For the next couple of weeks, an exhibition of work by William Kentridge is showing at Australian Galleries in Melbourne – and I highly recommend it. If you are familiar with his art, you’ll know what to expect; but if the name is new to you, then hopefully you will be curious enough to give it a go. Kentridge is both prolific, and proficient, across many media – this current exhibition includes prints, drawings, sculptures, tapestries and films.
I think I first became aware of Kentridge’s work via his multimedia installation, “What Will Come (has already come)” when it was shown at the Städel Museum, Frankfurt in 2007. Thanks to his distinctive style and use of recurring motifs, once you see one of his prints or drawings, you can easily recognise other pieces by him. Using a graphic-based visual language and free-flowing lines in his mark-making, he also incorporates polemic and performance into his work. In addition to his stage design and production, his films and stop-motion animations portray the artist as actor, literally sketching out his lines across paper, wall and screen. Images of coffee pots, oil rigs, megaphones, tripods and windmills feature in many of his works, and he is also drawn to three key texts: Mozart’s “The Magic Flute”, Alfred Jarry’s “Ubu Roi”, and Nikolai Gogol’s “The Nose”.
Since that first encounter in 2007, I have been fortunate to see a few of Kentridge’s key exhibitions, most notably “Five Themes” (2010) at MoMA, New York (which later came to ACMI, Melbourne), and “Thick Time” (2016) at Whitechapel Gallery, London (and later at The Whitworth, Manchester). I also hope to see his major retrospective at London’s Royal Academy later this year.

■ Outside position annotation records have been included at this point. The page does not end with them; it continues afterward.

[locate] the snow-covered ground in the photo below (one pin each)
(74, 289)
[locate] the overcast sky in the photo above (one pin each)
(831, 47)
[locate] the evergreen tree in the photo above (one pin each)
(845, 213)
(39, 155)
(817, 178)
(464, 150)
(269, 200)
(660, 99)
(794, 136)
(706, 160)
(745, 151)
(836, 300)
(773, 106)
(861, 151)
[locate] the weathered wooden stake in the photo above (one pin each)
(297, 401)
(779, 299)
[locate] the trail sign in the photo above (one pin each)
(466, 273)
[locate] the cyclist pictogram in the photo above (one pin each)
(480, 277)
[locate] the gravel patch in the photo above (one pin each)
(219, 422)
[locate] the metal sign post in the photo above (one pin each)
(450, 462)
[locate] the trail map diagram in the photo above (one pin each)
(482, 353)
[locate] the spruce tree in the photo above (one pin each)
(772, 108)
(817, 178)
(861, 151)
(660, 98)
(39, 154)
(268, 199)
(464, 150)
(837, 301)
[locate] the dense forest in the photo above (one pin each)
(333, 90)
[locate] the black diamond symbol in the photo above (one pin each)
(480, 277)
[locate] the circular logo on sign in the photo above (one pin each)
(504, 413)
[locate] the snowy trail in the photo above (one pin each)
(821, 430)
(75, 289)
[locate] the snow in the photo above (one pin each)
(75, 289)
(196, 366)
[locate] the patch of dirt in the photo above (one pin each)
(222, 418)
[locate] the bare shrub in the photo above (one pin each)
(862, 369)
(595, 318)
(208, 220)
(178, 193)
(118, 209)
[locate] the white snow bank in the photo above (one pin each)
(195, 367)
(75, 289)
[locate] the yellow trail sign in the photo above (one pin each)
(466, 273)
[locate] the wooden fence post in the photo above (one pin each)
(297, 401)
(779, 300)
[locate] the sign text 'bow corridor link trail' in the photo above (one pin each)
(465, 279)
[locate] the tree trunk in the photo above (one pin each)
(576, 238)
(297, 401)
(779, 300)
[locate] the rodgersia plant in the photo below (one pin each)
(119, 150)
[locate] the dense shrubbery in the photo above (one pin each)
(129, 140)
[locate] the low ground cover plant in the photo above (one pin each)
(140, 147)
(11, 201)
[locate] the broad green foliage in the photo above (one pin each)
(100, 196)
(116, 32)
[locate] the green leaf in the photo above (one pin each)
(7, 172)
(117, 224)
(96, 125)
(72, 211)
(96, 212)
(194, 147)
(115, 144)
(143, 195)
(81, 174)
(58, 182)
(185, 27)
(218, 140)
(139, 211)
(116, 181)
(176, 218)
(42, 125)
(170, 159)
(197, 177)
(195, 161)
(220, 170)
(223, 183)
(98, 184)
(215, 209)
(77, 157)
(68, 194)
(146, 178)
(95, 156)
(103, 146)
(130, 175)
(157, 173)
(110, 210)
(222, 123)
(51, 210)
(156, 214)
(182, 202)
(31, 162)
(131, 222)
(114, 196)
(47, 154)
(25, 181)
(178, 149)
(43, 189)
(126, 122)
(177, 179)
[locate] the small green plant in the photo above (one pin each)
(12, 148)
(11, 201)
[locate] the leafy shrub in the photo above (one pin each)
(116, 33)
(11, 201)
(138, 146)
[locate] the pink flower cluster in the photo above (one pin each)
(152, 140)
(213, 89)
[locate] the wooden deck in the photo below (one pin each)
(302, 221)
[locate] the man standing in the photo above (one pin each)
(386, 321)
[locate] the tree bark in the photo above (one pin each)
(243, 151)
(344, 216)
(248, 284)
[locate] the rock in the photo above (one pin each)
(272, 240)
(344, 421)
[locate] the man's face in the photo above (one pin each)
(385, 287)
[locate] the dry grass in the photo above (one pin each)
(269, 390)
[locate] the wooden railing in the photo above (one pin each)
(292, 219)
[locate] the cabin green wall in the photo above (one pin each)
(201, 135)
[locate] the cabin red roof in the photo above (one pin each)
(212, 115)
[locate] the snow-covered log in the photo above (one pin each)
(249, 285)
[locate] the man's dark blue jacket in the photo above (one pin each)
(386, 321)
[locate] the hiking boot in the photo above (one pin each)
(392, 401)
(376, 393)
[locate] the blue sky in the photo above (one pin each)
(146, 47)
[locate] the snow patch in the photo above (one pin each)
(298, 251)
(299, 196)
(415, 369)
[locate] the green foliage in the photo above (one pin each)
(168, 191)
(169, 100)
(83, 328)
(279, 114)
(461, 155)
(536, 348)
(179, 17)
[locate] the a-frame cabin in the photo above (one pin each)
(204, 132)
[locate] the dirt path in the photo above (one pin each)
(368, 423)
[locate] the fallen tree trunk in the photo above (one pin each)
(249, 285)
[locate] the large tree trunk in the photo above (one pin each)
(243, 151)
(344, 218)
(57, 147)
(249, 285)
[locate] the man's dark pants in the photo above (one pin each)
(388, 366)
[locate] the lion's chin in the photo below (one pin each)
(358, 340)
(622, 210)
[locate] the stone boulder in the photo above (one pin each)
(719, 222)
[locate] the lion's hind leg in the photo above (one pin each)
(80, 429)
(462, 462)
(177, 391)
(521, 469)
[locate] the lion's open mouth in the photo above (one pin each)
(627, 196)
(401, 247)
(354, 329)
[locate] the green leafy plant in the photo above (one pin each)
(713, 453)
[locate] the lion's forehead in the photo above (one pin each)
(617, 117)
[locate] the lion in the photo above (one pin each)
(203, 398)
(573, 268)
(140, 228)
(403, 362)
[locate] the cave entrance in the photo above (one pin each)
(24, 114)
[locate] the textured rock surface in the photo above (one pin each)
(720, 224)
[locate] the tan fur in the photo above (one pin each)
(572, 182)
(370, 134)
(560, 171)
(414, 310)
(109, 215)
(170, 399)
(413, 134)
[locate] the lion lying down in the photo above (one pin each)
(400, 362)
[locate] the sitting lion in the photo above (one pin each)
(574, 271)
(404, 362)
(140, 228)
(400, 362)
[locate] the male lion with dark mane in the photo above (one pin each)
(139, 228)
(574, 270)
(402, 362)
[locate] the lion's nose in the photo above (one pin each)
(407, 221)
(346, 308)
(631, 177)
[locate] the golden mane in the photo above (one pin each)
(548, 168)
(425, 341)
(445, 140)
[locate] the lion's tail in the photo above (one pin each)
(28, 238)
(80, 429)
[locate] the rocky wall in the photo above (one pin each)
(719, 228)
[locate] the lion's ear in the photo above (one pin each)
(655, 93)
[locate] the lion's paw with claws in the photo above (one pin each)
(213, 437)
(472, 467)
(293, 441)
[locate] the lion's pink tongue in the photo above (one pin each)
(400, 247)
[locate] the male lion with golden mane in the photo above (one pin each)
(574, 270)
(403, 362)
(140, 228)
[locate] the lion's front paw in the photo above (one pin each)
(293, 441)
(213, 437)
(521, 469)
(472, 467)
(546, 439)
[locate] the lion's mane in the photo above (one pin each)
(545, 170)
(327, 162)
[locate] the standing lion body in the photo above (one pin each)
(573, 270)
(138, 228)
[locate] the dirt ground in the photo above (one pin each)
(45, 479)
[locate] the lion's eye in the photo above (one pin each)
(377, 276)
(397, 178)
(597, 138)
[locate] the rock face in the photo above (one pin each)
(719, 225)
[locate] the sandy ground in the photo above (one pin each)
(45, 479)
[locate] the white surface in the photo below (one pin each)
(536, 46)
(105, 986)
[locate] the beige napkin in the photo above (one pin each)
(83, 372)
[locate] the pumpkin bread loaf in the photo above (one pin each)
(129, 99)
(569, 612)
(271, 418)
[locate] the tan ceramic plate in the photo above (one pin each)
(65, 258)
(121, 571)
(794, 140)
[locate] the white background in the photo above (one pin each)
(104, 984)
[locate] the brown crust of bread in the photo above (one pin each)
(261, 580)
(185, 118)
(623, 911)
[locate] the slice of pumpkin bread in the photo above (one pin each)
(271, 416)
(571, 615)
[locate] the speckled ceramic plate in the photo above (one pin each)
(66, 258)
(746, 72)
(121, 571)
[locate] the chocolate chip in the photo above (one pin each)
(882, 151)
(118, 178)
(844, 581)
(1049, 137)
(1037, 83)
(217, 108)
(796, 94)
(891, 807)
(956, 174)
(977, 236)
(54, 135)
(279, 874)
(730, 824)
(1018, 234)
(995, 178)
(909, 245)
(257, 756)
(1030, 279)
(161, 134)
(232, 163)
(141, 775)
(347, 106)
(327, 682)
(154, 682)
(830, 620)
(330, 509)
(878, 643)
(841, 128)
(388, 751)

All of which makes this exhibition at Australian Galleries a remarkable achievement for a local commercial space. If there is one piece that could sum up Kentridge’s artistic CV, it would have to be “Black Box/Chambre Noire” (2005) – this YouTube video does a pretty good job, but you need to see this mix of installation, automata, video, sculpture and audio in the flesh to appreciate the full effect. Luckily, there is a related video, “Preparing the Flute” (2004), based on a similar installation work, in the current show in Melbourne.